There were people who came along as part of the room, though they hadn't been in Ruuel's description at all.  Very grand and noble sorts, who didn't seem able to measure their clothes, which were all hanging sleeves and trains and twice as much fabric as necessary.  When Ruuel touched the wind chime, they all looked at him, which startled me enough that I stopped concentrating on maintaining the image – which was good because I really felt myself stop that time.  Though I could have lived without the headache afterwards.  It felt like someone had smacked a huge gong right behind my eyes, and I had to lie still until Ista Chemie's medicking had taken the edge off.

"The scans are showing four distinct areas of brain activity," Ista Chemie said, while I was sipping one of the horrible restorative drinks she insists on giving me.  "One only activates when you open your eyes while the others are in effect.  Can you describe what you experience then?"

"Pain."

Ruuel gave me a captain-look, so I shrugged and added: "Two images overlaid, and a sense of...dissonance?
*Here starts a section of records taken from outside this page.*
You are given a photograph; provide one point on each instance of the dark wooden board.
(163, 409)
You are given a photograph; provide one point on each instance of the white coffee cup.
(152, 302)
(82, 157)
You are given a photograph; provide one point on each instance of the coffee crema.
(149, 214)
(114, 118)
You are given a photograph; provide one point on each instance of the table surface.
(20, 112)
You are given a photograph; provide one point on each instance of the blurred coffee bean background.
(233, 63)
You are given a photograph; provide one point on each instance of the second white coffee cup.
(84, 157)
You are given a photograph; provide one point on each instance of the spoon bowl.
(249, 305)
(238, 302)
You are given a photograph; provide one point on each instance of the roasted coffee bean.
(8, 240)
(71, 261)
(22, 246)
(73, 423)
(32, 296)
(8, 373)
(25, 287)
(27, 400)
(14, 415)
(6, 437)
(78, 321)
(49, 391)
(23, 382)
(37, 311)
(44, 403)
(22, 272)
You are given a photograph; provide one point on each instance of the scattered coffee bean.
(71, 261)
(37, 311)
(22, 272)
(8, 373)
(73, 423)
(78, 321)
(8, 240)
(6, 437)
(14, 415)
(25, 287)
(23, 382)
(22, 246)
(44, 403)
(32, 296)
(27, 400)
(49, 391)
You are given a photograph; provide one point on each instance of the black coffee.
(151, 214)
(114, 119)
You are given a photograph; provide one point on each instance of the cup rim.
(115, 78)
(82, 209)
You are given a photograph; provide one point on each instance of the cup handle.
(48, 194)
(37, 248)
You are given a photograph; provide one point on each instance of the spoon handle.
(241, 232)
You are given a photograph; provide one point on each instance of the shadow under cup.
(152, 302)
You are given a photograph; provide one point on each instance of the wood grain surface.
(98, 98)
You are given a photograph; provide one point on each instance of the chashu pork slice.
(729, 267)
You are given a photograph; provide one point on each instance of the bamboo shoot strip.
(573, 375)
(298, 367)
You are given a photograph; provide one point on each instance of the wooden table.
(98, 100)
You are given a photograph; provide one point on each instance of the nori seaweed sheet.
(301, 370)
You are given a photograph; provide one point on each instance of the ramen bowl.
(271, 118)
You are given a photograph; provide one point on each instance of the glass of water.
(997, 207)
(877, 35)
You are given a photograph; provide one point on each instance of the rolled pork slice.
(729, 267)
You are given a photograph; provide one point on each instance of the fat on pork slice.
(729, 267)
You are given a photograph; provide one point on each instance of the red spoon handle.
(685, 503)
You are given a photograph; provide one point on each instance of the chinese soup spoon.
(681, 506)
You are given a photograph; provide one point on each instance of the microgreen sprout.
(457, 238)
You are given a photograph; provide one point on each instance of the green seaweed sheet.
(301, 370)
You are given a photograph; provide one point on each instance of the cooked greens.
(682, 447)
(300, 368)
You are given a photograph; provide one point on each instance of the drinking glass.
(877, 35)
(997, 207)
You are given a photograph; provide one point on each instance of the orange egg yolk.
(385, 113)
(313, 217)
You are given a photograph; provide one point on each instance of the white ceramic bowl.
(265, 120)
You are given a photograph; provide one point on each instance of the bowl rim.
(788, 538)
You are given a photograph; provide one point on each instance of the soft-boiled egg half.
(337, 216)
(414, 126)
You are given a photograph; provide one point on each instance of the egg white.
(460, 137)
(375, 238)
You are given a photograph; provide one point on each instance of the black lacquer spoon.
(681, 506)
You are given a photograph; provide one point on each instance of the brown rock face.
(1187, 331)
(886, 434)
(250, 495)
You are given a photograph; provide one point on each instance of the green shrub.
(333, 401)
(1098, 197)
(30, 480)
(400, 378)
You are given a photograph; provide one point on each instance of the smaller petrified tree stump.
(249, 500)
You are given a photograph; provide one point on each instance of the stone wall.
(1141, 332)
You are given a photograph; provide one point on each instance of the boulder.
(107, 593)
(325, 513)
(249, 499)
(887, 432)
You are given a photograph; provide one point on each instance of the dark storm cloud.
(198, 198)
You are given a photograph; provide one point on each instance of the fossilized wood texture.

It wasn't too bad this time until you touched the wind-chime and they all looked at you."

Ruuel frowned, then said: "Reviewing log."

I'll never get used to someone accessing the world through my eyes.  Ruuel didn't give much away, just stared into the distance abstractly for a minute, then said calmly: "The people weren't visible to us.  You're seeing both the image in this world, and the one in the Ena.  The drone set at this location in near-space should confirm that."